O fluxo de pacientes com coronavírus agora monopoliza o essencial da infraestrutura médica na província sul-africana de Cabo Ocidental, a ponto de muitos profissionais de saúde temerem um aumento de outras patologias graves.
Nas últimas semanas, a região do Cabo (sudoeste), tornou-se o epicentro da pandemia de COVID-19 na África do Sul, concentrando dois terços dos 43.434 casos e cerca de 75% das 908 mortes registradas até agora.
Em resposta a essa emergência, mais e mais especialistas - entre oncologistas, anestesistas e cirurgiões - foram transferidos de seus setores.
No Hospital Groote Schuur, na Cidade do Cabo, famoso por ter realizado o primeiro transplante de coração do mundo em 1967, metade da equipe foi mobilizada para tratar vítimas da pandemia.
O pico do novo coronavírus é esperado para final de junho, ou início de julho, de acordo com o Ministério da Saúde.
"O pior ainda está por vir", lembrou o presidente sul-africano, Cyril Ramaphosa, na sexta-feira (5).
O rígido confinamento imposto à África do Sul por nove semanas conseguiu retardar a pandemia, mas seu relaxamento progressivo voltou a aumentar sua disseminação.
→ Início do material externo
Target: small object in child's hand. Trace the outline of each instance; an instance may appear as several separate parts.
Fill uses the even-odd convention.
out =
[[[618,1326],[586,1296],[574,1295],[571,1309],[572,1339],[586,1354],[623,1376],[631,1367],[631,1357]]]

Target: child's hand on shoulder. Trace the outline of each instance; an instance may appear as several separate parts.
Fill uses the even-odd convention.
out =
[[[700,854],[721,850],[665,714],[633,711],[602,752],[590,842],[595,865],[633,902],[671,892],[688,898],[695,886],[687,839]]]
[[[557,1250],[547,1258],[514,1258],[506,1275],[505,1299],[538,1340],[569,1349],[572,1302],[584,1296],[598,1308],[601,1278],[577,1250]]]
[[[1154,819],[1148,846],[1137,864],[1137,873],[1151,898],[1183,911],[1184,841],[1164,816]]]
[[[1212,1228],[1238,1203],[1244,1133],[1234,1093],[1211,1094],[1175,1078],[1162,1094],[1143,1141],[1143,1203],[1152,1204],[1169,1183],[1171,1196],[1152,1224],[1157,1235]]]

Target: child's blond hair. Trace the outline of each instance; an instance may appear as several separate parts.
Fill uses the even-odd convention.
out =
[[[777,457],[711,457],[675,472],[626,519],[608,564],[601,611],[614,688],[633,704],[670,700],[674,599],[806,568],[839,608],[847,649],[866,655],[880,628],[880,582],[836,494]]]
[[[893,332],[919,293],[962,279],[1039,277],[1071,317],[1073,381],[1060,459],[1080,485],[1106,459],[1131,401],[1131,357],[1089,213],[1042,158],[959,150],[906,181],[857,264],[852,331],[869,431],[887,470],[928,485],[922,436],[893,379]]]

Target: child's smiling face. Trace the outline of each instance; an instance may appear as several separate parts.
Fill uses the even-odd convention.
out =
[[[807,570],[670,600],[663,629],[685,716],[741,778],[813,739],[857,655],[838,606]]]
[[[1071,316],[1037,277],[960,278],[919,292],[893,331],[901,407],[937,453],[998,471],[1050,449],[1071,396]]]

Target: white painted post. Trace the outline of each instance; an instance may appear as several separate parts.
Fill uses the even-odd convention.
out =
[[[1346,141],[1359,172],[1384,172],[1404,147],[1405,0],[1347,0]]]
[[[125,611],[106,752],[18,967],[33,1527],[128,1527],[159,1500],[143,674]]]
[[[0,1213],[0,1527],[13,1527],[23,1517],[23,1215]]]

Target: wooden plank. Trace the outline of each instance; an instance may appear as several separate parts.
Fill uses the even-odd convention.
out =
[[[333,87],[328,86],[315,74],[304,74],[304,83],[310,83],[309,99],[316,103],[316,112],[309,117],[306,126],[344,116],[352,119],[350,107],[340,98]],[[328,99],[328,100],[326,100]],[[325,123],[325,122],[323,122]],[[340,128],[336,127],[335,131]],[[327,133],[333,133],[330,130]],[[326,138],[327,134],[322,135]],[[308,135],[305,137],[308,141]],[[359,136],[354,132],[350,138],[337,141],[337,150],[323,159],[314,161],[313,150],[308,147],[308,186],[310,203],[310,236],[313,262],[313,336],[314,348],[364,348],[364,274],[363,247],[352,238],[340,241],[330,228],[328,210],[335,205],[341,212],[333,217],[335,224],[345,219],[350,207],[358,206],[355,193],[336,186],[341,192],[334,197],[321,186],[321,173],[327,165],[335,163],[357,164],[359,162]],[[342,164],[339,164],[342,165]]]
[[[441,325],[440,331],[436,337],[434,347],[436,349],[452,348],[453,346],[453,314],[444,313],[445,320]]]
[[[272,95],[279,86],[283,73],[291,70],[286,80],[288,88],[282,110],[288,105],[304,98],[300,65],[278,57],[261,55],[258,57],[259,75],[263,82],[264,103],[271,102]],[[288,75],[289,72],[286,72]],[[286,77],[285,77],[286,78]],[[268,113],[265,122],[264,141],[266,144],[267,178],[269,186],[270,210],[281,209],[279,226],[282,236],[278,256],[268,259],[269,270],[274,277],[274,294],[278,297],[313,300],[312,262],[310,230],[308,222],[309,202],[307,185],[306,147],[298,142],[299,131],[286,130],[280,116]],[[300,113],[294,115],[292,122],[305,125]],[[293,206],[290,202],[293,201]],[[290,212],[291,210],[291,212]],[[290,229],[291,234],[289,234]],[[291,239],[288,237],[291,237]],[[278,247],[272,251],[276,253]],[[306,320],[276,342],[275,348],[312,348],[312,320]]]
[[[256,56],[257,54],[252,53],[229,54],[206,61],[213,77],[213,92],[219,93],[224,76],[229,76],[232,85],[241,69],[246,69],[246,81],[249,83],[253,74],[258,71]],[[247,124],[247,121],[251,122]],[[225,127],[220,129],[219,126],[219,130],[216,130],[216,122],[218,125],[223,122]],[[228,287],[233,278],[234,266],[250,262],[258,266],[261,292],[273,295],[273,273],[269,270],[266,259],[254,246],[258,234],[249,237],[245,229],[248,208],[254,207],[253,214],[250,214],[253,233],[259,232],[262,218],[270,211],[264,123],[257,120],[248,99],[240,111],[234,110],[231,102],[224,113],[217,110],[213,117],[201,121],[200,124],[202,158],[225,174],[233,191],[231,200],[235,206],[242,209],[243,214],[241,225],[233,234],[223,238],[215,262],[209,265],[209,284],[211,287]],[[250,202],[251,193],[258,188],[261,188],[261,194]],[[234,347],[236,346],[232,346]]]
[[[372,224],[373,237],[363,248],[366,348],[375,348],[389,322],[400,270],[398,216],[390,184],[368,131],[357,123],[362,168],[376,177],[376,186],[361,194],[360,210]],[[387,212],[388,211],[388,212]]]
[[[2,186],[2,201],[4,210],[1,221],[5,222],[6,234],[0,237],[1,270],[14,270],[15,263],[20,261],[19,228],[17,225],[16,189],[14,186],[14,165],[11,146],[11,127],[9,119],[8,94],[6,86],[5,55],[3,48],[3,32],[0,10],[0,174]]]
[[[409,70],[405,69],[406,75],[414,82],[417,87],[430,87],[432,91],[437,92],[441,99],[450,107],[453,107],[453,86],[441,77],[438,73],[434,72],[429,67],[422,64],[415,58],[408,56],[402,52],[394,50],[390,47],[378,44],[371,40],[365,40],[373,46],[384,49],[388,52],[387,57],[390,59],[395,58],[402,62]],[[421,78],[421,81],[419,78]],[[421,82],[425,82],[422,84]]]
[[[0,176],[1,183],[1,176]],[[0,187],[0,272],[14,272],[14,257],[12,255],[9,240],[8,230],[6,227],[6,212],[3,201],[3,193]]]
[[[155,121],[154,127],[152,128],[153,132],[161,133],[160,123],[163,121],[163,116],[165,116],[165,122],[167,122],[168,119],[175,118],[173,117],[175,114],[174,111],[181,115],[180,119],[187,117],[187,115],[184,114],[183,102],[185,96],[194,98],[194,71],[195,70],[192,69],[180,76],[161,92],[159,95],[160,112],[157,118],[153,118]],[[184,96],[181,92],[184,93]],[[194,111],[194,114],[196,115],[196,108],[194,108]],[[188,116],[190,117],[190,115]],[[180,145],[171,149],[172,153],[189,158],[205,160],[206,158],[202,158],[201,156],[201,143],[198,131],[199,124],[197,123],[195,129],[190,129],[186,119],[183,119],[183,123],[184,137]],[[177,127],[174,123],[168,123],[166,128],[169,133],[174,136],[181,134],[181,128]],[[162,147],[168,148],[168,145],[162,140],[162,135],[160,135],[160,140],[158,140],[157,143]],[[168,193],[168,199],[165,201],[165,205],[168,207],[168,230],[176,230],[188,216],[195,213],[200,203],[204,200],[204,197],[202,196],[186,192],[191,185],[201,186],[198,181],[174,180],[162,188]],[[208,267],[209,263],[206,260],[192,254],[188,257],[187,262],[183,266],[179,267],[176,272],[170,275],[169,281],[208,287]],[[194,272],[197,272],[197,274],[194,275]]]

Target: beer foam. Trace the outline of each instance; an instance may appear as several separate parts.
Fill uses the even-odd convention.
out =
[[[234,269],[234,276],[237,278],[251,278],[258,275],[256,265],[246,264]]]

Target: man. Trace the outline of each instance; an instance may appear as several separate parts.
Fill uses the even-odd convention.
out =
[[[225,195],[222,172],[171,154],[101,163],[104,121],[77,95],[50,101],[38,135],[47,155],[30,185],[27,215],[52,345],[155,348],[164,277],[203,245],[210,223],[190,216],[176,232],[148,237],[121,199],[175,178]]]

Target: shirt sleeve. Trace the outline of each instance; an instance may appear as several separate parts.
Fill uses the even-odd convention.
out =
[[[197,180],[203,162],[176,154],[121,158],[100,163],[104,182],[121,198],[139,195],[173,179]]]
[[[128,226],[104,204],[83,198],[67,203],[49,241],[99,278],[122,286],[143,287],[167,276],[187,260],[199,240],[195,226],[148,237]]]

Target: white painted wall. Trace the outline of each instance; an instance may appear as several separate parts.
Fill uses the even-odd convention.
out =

Sob pressão, os hospitais da província suspenderam intervenções cirúrgicas não urgentes.
- "Uma enxurrada de pacientes" -
A chefe do Serviço de Oncologia do Hospital Universitário da Cidade do Cabo (UCT), Jeanette Parkes, acredita que a prioridade da COVID-19 esteja privando muitos pacientes com câncer de atendimento.
"Muitos pacientes estão perdidos, porque não foram diagnosticados, ou não tiveram acesso a uma tomografia computadorizada. Eles não vão aos centros de saúde e não fazem biópsias", disse ela à AFP.
A especialista antecipa, para mais adiante, "uma enxurrada de pacientes em um estado muito mais avançado do que se tivessem sido identificados e curados durante a pandemia".
O colega Johannes Fagan, especialista em Otorrinolaringologia do Groote Schuur, acrescenta que a pandemia aumentou a pressão sobre um sistema de saúde com recursos já limitados.
"Sempre tivemos que escolher quem deveria ser tratado, porque não temos capacidade para servir a todos. Mas, como tudo agora está focado na COVID-19, não podemos sequer ter esse debate", disse Fagan à AFP.
- Dois anos de atraso -
"Prevê-se que, por pelo menos 12 semanas, não haverá mais cirurgias normais, apenas de emergência", escreveram os professores Bruce Biccard, do Groote Schuur, e Lydia Cairncross, do UCT, em uma carta publicada no site de notícias Daily Maverick.
Segundo eles, 150.000 operações serão adiadas durante a pandemia na África do Sul.
"Isso terá implicações profundas nos procedimentos cirúrgicos. Mesmo se conseguirmos aumentar nossa capacidade cirúrgica em 10% após a COVID-19, serão necessárias 90 semanas (quase dois anos) para recuperar o atraso", alertaram.
Ciente dos riscos do sistema de saúde da província, o governo estabeleceu hospitais de campanha com capacidade para cerca de 1.500 leitos. Ramaphosa prometeu reforços médicos para a região: "Precisamos vencer esta guerra. Não podemos ficar à toa e deixar que a COVID-19 vença por falta de pessoal", afirmou.